Agli occhi di molti polacchi – sostenitori del movimento e non – il nuovo volto dell’attivismo queer è quello di Margot Szutowicz, attivista non binaria arrestata ad agosto del 2020 con l’accusa di aver danneggiato il furgone di un militante antiabortista che mostrava degli slogan omofobi. I tentativi d’impedire l’arresto di Szutowicz hanno spinto la polizia a una dimostrazione di forza senza precedenti. Sui social network sono state pubblicate immagini di manifestanti e passanti trascinati per le strade. “Per molti polacchi Margot è un personaggio sconvolgente”, spiega Ambroziak. “Lei è diversa: non si preoccupa delle aspettative sul comportamento delle persone trans. Bestemmia, si veste come vuole e rivendica con insistenza i suoi diritti. Non è per niente umile ed educata”.

Giornalismo impegnato

In un momento in cui gli attivisti lgbt si fanno sentire sempre di più, il lavoro di Ambroziak potrebbe passare in secondo piano.
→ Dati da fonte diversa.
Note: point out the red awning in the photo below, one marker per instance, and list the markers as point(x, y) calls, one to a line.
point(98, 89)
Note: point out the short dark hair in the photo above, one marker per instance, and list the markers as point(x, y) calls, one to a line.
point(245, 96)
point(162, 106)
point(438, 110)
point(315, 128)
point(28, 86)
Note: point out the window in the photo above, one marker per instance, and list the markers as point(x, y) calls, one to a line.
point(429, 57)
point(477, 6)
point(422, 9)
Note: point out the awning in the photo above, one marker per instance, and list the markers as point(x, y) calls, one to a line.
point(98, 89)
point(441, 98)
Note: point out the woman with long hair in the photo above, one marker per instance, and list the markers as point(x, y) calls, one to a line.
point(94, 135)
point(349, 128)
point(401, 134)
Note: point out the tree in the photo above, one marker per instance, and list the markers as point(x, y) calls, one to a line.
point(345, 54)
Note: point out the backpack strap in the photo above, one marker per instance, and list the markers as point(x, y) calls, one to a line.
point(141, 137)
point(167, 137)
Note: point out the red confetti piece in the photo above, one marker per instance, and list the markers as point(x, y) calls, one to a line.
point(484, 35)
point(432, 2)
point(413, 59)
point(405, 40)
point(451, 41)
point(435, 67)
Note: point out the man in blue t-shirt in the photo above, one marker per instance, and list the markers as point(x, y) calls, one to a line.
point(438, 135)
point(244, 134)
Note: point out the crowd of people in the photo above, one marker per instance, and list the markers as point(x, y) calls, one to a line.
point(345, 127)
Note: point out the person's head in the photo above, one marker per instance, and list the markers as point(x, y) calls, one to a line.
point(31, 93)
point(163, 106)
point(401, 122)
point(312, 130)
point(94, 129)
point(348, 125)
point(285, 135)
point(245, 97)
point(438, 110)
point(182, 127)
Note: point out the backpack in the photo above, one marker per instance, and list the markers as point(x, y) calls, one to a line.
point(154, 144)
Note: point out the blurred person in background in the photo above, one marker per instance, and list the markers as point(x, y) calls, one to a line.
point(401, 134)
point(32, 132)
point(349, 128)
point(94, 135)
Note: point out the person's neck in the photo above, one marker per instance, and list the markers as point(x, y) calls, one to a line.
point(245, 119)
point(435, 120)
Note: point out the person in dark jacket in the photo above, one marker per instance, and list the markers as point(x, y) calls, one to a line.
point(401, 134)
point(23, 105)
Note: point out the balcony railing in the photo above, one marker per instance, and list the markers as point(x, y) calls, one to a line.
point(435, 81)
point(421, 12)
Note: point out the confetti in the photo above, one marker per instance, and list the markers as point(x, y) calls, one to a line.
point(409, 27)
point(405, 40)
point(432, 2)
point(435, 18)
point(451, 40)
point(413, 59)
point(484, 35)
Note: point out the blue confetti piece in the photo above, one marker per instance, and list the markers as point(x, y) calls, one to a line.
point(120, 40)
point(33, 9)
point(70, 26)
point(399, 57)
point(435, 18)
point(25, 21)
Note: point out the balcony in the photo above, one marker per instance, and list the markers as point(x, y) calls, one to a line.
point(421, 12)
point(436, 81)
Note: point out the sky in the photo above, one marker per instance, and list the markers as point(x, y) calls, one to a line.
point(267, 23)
Ma in un certo senso quello che fa è altrettanto radicale. Il suo obiettivo è spostare l’attenzione dagli individui queer alla comunità lgbt, con la sua cacofonia di voci, esperienze e prospettive. In questo modo le riporta al ruolo di componenti del tessuto sociale, invece di presentarle solo come eccezioni. “Non credo che il mio lavoro sia un’estensione dell’attivismo. Non è questo che dovrebbe fare il giornalismo. Cerco di dare voce a chi manifesta, ma anche alle persone le cui storie sono state trascurate”.

Ambroziak si descrive comunque come una persona “allergica alla mancanza di libertà”. “Di sicuro il mio è un giornalismo impegnato”, ammette. “La redazione di OKO.press si schiera contro la falsa obiettività dei mezzi d’informazione più diffusi, che forniscono una piattaforma alle visioni discriminatorie, non scientifiche ed estremiste in nome dell’‘equilibrio’. Noi siamo diversi. I diritti umani e le istituzioni democratiche sono il nostro punto di partenza”.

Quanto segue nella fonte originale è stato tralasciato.